1. E-Learning Modules

E-learning is an effective tool in healthcare that helps organizations improve the quality and consistency of their training programs while increasing efficiency through knowledge management systems. In essence, it offers increased flexibility and scalability for healthcare training.

More benefits of online learning include:

  • Accessibility around the clock
  • Reduced cost
  • Self-paced learning
  • Efficient training of large, dispersed groups
  • Rapid access to specific knowledge as needed

E-learning requires learners to be self-directed and motivated. One of its drawbacks is the lack of opportunity for hands-on skill practicals. Technology is important in facilitating more engaging and effective learning experiences, particularly through emerging technologies like simulations and virtual reality.

2. Traditional Classroom Training

Classroom-based training has traditionally been a go-to approach for many healthcare organizations. Bringing employees together for an in-person lecture allows instructors to convey large amounts of information efficiently to the entire group simultaneously.

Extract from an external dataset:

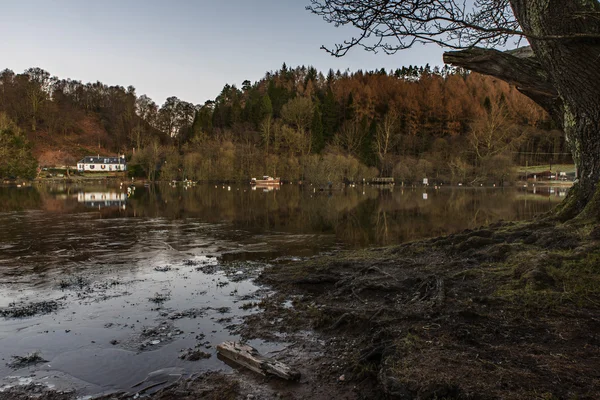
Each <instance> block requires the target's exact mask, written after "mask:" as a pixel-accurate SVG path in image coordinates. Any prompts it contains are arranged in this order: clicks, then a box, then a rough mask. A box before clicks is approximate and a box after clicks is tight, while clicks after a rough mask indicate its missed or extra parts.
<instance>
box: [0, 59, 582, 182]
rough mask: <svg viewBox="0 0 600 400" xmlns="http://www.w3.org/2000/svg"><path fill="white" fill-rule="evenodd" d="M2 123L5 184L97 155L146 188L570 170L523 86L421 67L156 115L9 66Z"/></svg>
mask: <svg viewBox="0 0 600 400" xmlns="http://www.w3.org/2000/svg"><path fill="white" fill-rule="evenodd" d="M0 113H1V114H2V115H3V117H2V118H3V120H5V123H4V125H6V126H8V125H9V123H10V124H11V125H10V126H14V128H12V129H11V131H14V132H16V131H17V130H18V131H19V132H22V134H21V138H20V139H19V141H18V143H20V144H19V146H20V147H19V148H22V149H26V150H23V151H25V153H22V154H24V155H22V156H21V158H20V159H19V160H22V162H23V163H24V165H26V167H25V169H23V171H25V172H23V171H21V170H19V169H18V168H16V167H13V170H11V171H12V172H6V171H7V170H6V171H5V170H0V174H4V175H5V176H15V175H19V176H30V175H31V170H32V169H31V168H32V167H31V166H32V161H31V159H27V157H30V158H31V157H33V156H35V157H36V158H37V159H38V162H39V164H40V166H49V164H52V163H53V164H55V165H73V164H74V163H75V162H76V161H77V159H78V158H79V157H81V156H83V155H85V154H95V153H101V154H117V153H120V154H126V155H127V157H128V160H129V167H130V173H131V174H132V175H134V176H139V177H144V178H146V179H149V180H158V179H160V180H183V179H188V180H195V181H245V180H248V179H249V178H250V177H255V176H262V175H265V174H268V175H272V176H277V177H281V178H282V179H284V180H288V181H297V180H307V181H311V182H314V183H316V184H326V183H330V182H331V183H340V182H361V181H362V180H363V179H364V180H369V179H371V178H373V177H376V176H385V177H390V176H393V177H394V178H395V179H396V180H397V181H398V182H405V183H412V182H417V181H420V180H421V179H423V178H424V177H427V178H429V179H430V181H432V182H440V183H441V182H444V183H454V184H456V183H463V184H471V185H474V184H477V185H479V184H480V183H481V184H484V183H485V184H491V183H496V184H503V183H504V182H510V181H511V180H512V179H514V176H513V172H512V171H513V170H514V169H513V166H515V165H525V164H528V165H537V164H542V163H567V162H571V158H570V155H569V150H568V148H567V145H566V143H565V140H564V135H563V134H562V132H561V131H560V130H558V129H556V127H555V126H554V125H553V122H552V121H551V119H550V118H549V117H548V115H547V114H546V112H545V111H543V110H542V109H541V108H540V107H539V106H537V105H536V104H535V103H533V102H532V101H531V100H529V99H528V98H527V97H525V96H524V95H522V94H521V93H519V92H518V90H517V89H515V88H514V87H511V86H510V85H508V84H507V83H505V82H503V81H500V80H498V79H494V78H492V77H489V76H484V75H480V74H477V73H469V72H467V71H465V70H462V69H455V68H450V67H444V68H439V67H434V68H431V67H430V66H429V65H426V66H421V67H418V66H409V67H402V68H399V69H397V70H395V71H386V70H384V69H381V70H378V71H361V70H359V71H356V72H350V71H344V72H341V71H333V70H329V71H328V72H327V73H326V74H323V73H321V72H318V71H317V70H316V69H315V68H313V67H305V66H301V67H296V68H289V67H288V66H286V65H285V64H283V66H282V67H281V68H280V69H279V70H277V71H271V72H267V73H266V74H265V76H264V77H263V78H262V79H260V80H258V81H256V82H254V83H252V82H250V81H249V80H246V81H244V82H242V84H241V86H240V87H237V86H236V85H229V84H227V85H225V86H224V87H223V89H222V91H221V93H220V94H219V95H218V96H217V97H216V99H214V100H209V101H206V102H205V103H204V104H201V105H195V104H192V103H189V102H186V101H184V100H181V99H178V98H177V97H169V98H167V99H166V101H165V102H164V103H163V104H162V105H158V104H157V103H155V102H154V101H153V100H152V99H150V98H149V97H148V96H146V95H140V96H138V95H137V94H136V90H135V88H134V87H132V86H129V87H126V88H125V87H122V86H107V85H105V84H103V83H101V82H96V83H87V84H84V83H82V82H80V81H75V80H70V79H59V78H58V77H54V76H52V75H51V74H50V73H49V72H47V71H45V70H43V69H40V68H30V69H28V70H26V71H25V72H23V73H22V74H15V73H14V72H13V71H11V70H4V71H2V72H0ZM13 142H14V140H13ZM13 142H11V143H13ZM11 146H12V150H10V149H9V147H10V146H9V145H8V141H3V142H0V154H2V155H4V154H8V152H10V151H12V152H15V151H17V150H15V146H16V145H15V144H14V143H13V144H12V145H11ZM30 148H32V149H33V152H31V151H29V150H28V149H30ZM32 154H33V156H32ZM48 154H51V155H52V157H49V156H48ZM27 155H28V156H27ZM2 159H3V160H5V161H6V159H7V157H6V156H3V157H2ZM20 162H21V161H20Z"/></svg>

The benefits of this method include:

  • Efficient delivery of content
  • Opportunities for Q&A
  • Peer learning and interaction

However, like e-learning, classroom learning lacks opportunities for hands-on practice and application. It can be difficult for learners to translate knowledge into skilled action without integrating interactive elements.

"I've been part of that, and I think it has value in getting larger volumes of information to groups. It's only valuable if you combine it with a physical task."

3. On-The-Job Training

On-the-job training is one of the best practices for knowledge management and involves teaching employees while they are actively working. Approaches may include:

  • Job shadowing
  • Real-time feedback during a procedure
  • One-on-one coaching

On-the-job training allows for the application of skills within the actual work environment, helping information stick better than in classroom learning alone. This approach boosts employees' productivity and efficiency by providing customized guidance catered to employees' needs.

However, it may have drawbacks, such as pulling experienced employees away from their work to train others.

"I've done a fair amount of on-the-spot teaching. I would be called frequently to a patient side to assist and provide additional knowledge, and part of g that is not doing the work for them but teaching them how to do it."

4. Blended Learning Approaches

Although each training method discussed has limitations, combining multiple approaches can help optimize the training. This approach is called blended learning.

Blended learning is an approach that combines traditional in-person classroom instruction with online learning experiences to create a more comprehensive and flexible learning environment.

The blended approach is an excellent training strategy organizations can adopt to cater to diverse learning needs and improve retention.

By providing online modules for information delivery and supplementing them with in-person, hands-on skill sessions, organizations can create a comprehensive learning experience that allows learners to apply their knowledge to real-world scenarios.

While blended learning offers advantages, optimizing its hybrid training strategies poses challenges. Developing customized content, scaling across large systems, and measuring effectiveness require immense coordination.

Emerging solutions like C8Health help streamline blended learning with smart features for sharpening healthcare workers' skills.

The Future of Healthcare Employee Training

While human interaction remains essential for contextual learning, healthcare employee training will evolve through various innovative routes, including AI and virtual reality simulations.

The most effective training strategies will combine online accessibility with in-person, relationship-based, hands-on learning. Therefore, workforce education must be continuous and adaptive as the healthcare industry changes.